Der bayerische Ministerpräsident Dr. Günther Beckstein hat anläßlich des 30jährigen Bestehens der Patenschaft Bayerns für die Landsmannschaft Ostpreußen und zu deren 60jährigem Bestehen zu einem Empfang in die Münchner Residenz geladen. Dabei hielt der Sprecher der Landsmannschaft Ostpreußen folgende Rede:

Sehr verehrter Herr Ministerpräsident, lieber Herr Dr. Beck­stein, Sie, und mit Ihnen Ihr gesamtes Kabinett, aber auch die gesamte CSU befinden sich derzeit in der heißen Phase des Wahlkampfes zur Wahl eines neuen bayerischen Landtages. Es ist für alle Beteiligten eine nicht ganz einfache Situation mit großem Termindruck.

Dennoch haben Sie Zeit gefunden, für die Ostpreußen aus besonderem Anlaß heute einen Empfang auszurichten. Die Landsmannschaft Ostpreußen kann in diesem Jahr auf ihren 60ten Gründungstag zurückblicken. Die Landsmannschaft lebt und ist aktiv. Rund 340 örtliche Ostpreußengruppen in der gesamten Republik und 39 Heimatkreisgemeinschaften der LO sind Garant dafür, daß die östlichste Provinz des früheren deutschen Reiches ein Thema bleibt. Außerdem tragen die Bayerische Staatsregierung im Bunde mit den Ostpreußen Sorge, daß Flucht und Vertreibung sowie der territoriale Verlust Ostpreußens Eingang in das Geschichtsbuch der Deutschen findet.

Wir gedenken in diesem Jahr auch des 30jährigen Bestehens der Patenschaft des Freistaates Bayern für die Landsmannschaft Ostpreußen. Noch unter Ministerpräsident Goppel kam die Patenschaft zustande. Aber die Ausgestaltung des guten Verhältnisses zwischen Patengeber und Patennehmer geschah dann unter dem unvergessenen Ministerpräsidenten Franz Josef Strauß.

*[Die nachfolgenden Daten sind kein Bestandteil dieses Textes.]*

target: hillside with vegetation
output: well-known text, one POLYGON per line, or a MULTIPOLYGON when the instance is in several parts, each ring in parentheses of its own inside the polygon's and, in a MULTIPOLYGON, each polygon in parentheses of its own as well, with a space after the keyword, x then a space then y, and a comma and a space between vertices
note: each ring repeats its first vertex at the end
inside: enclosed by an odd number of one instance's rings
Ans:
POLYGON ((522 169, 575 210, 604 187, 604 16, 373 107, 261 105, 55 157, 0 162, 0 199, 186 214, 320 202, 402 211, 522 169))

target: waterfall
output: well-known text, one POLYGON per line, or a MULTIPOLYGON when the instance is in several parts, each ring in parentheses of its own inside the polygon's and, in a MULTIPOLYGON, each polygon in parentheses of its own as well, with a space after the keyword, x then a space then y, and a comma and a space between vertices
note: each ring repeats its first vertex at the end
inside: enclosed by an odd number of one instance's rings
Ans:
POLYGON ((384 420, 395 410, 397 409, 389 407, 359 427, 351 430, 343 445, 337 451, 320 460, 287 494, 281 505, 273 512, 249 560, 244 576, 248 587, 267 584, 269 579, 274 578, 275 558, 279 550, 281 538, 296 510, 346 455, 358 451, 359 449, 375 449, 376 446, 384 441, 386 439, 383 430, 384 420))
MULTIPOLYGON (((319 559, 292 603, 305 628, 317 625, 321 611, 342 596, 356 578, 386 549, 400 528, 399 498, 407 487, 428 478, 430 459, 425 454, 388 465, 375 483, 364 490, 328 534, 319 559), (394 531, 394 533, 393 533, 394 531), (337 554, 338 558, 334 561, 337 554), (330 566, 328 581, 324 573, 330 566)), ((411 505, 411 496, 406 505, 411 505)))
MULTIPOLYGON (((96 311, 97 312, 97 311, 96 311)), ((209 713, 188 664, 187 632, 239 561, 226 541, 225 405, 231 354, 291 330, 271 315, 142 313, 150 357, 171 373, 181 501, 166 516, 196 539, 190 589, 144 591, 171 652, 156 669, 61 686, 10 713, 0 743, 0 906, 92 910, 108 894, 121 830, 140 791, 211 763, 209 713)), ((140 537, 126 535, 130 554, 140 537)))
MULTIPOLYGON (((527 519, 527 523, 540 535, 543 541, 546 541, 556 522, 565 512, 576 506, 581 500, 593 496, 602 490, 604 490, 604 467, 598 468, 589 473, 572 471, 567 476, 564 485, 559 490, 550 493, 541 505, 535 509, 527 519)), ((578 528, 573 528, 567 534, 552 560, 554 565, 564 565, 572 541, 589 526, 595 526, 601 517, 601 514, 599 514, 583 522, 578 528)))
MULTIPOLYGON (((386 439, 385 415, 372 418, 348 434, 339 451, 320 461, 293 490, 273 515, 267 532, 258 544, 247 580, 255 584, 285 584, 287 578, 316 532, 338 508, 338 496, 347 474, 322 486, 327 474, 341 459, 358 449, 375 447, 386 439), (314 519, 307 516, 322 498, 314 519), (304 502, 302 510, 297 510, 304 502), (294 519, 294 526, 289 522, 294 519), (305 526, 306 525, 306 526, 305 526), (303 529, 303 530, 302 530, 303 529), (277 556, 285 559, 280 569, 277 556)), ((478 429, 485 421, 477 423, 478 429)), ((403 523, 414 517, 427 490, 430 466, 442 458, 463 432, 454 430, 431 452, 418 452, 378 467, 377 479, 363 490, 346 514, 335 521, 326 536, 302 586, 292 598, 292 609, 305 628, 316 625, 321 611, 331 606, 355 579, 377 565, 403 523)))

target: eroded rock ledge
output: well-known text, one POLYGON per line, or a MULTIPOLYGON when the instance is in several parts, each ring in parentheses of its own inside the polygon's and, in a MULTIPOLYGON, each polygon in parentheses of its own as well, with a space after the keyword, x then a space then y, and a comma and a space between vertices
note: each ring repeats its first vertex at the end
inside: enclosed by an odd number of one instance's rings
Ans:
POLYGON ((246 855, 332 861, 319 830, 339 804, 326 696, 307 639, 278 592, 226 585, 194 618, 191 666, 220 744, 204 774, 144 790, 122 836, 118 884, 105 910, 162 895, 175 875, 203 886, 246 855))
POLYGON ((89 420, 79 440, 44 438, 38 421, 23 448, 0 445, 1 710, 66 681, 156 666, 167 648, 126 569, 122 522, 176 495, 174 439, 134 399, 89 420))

Die Akzente, die damals für die Patenschaft gesetzt wurden, hatten Ihre beiden Vorgänger im Amt des Ministerpräsidenten übernommen. Bald nach Ihrem Dienstantritt als bayerischer Ministerpräsident haben Sie in einem persönlichen Gespräch Herrn Rechtsanwalt Böld und mir gegenüber die Patenschaft bekräftigt, und eine Schwerpunktbildung für das ostpreußische Kulturgut im Kulturzentrum Ostpreußen in Ellingen zugesagt. Damit wahren Sie Kontinuität hinsichtlich der umfassenden Pflege Bayerns für die Patenschaft mit der Landsmannschaft Ostpreußen.

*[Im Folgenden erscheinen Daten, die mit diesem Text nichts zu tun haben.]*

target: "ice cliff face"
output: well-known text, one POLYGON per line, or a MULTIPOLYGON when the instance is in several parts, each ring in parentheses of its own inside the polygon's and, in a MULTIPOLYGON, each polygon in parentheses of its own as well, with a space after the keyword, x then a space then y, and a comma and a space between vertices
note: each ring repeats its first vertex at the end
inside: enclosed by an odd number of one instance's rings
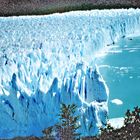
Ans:
POLYGON ((75 103, 82 135, 106 123, 108 88, 96 54, 140 32, 140 10, 0 18, 0 137, 41 135, 75 103))

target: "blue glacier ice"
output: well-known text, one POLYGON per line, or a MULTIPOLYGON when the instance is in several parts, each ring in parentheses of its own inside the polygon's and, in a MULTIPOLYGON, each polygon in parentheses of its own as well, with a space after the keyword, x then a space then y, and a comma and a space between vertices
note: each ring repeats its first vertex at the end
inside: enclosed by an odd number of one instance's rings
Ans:
POLYGON ((96 59, 139 25, 139 9, 0 17, 0 138, 41 136, 61 103, 75 103, 79 131, 96 135, 109 99, 96 59))

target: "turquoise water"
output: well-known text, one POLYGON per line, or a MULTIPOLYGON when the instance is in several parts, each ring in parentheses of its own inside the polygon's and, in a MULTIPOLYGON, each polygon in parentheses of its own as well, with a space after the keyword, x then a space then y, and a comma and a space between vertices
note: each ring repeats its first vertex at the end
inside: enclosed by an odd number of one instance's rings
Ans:
POLYGON ((97 59, 110 90, 109 118, 123 117, 127 109, 140 106, 140 37, 122 38, 117 46, 97 59))

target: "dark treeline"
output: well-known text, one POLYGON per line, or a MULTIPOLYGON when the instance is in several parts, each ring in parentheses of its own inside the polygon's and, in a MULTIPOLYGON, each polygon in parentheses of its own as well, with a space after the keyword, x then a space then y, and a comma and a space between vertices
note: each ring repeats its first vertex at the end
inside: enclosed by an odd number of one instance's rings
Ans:
POLYGON ((0 16, 43 15, 71 10, 137 8, 138 0, 0 0, 0 16))

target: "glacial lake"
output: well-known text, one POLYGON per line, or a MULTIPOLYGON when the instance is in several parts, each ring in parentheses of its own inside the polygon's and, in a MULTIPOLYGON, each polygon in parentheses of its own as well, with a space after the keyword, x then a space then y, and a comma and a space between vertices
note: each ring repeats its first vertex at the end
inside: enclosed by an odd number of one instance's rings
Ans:
POLYGON ((118 118, 140 106, 140 36, 122 38, 111 48, 97 64, 110 90, 109 118, 118 118))

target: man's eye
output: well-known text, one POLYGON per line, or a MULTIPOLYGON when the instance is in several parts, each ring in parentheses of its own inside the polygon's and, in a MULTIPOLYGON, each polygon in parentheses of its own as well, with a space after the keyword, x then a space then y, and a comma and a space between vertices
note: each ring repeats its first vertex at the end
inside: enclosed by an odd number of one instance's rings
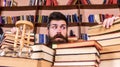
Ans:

Der Freistaat Bayern hat wie kein anderes Land der Bundesrepublik den Heimatvertriebenen materielle und ideelle Hilfe zukommen lassen. Dies bekennen und anerkennen wir dankbar. Die bayerische Staatsregierung hat mit ihrer jahrzehntelangen Förderung der Anliegen der Vertriebenen deutlich gemacht, was in weiten Teilen unserer Gesellschaft und der politischen Klasse vergessen wurde, daß nämlich der Osten des früheren deutschen Reiches eine Angelegenheit aller Deutschen ist und eben nicht nur der ostdeutschen Überlebenden der Katastrophe von 1945.

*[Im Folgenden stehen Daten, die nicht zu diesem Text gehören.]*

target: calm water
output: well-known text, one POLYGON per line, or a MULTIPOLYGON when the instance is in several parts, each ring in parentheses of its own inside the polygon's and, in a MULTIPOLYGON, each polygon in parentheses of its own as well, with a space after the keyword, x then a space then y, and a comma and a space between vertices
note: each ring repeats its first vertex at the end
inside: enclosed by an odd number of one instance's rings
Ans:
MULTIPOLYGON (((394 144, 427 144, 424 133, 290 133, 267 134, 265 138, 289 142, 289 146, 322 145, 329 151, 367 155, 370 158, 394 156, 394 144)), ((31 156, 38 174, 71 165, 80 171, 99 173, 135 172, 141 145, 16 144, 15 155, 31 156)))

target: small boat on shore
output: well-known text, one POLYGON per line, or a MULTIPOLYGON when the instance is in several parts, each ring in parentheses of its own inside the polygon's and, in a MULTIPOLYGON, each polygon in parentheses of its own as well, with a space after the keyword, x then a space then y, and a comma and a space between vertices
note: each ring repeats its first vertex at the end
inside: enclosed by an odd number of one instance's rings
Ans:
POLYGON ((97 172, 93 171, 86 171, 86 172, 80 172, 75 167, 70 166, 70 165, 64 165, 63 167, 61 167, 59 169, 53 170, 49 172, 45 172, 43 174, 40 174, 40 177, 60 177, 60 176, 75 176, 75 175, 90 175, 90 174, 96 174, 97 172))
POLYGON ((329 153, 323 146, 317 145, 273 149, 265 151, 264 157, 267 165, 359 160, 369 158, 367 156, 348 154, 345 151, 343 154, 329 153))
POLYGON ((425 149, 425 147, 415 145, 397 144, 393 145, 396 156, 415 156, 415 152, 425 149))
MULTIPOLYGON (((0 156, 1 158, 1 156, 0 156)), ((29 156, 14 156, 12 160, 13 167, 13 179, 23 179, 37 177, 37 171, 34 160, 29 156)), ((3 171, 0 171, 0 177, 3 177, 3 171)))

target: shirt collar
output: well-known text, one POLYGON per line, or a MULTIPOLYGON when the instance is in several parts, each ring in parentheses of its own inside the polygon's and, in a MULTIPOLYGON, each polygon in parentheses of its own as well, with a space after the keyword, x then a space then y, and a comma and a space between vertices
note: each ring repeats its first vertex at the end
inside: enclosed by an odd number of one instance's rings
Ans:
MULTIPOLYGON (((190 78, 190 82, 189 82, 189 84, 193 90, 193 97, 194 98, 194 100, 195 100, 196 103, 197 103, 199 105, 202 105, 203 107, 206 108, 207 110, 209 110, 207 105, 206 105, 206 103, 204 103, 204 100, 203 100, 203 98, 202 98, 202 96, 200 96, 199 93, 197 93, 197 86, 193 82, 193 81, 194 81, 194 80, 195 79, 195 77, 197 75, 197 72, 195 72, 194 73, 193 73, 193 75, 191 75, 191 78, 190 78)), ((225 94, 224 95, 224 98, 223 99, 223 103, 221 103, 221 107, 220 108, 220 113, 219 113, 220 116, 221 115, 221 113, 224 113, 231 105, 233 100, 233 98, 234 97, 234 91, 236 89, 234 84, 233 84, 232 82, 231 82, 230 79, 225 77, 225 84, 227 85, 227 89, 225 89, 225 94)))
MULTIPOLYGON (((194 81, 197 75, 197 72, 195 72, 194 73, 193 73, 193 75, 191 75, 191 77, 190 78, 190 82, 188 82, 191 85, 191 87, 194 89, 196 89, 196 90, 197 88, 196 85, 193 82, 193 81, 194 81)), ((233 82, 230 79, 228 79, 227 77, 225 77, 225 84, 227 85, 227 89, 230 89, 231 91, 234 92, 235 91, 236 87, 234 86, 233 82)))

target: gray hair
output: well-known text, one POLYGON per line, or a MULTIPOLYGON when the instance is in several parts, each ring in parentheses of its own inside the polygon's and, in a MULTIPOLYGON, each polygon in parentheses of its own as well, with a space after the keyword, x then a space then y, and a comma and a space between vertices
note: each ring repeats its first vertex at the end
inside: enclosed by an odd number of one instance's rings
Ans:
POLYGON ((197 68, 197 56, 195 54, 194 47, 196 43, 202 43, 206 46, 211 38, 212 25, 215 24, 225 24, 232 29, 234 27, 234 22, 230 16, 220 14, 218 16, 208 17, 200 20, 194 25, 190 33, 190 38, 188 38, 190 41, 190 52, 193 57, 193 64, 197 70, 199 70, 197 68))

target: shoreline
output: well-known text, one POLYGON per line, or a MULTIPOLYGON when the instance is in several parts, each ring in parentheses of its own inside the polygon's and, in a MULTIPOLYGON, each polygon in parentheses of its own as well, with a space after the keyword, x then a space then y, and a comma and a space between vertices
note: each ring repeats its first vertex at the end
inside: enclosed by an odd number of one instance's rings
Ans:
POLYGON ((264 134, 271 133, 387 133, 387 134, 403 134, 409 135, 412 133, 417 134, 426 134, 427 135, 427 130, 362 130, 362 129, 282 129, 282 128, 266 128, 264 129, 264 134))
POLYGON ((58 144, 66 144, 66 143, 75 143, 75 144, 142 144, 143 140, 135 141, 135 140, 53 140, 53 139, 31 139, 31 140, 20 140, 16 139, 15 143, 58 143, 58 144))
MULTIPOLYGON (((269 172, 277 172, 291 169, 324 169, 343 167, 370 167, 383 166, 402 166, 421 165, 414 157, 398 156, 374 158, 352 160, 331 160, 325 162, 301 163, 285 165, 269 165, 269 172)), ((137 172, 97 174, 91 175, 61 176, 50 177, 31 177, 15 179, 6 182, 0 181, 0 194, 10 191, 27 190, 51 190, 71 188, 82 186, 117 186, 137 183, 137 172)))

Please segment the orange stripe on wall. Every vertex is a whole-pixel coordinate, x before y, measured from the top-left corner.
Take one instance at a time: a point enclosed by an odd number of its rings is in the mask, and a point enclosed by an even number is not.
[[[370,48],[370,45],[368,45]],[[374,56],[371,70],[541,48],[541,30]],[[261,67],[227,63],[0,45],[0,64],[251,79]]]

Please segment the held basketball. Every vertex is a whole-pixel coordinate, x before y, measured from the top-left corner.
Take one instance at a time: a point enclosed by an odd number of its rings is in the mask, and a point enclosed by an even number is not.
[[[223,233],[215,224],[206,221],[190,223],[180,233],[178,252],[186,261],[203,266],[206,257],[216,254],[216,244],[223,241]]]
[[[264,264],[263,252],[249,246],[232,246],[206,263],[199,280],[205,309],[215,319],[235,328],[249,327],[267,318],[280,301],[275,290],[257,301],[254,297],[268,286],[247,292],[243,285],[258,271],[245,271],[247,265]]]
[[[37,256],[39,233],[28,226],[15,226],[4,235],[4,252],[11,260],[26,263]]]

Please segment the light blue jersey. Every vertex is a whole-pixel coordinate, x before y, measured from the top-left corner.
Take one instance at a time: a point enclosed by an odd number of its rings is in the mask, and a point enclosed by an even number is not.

30 Jahre Patenschaft Bayerns für die LO sind 30 Jahre gelebte Solidarität der Bayerischen Staatsregierung mit den Ostpreußen und sind 30 Jahre Fürsorge und Obhutspflicht mit der Landsmannschaft Ostpreußen. Anmerken will ich, daß Wohlwollen und Hilfsbereitschaft für die Ostpreußen immer auch von den zuständigen Fachbeamten der Ministerialebene in Bayern geleistet wird. Diese Erfahrung konnte ich in den zurückliegenden 18 Jahren zumindest für die Bereiche der Staatskanzlei, des Arbeits- und Sozialministeriums und des Finanzministeriums machen.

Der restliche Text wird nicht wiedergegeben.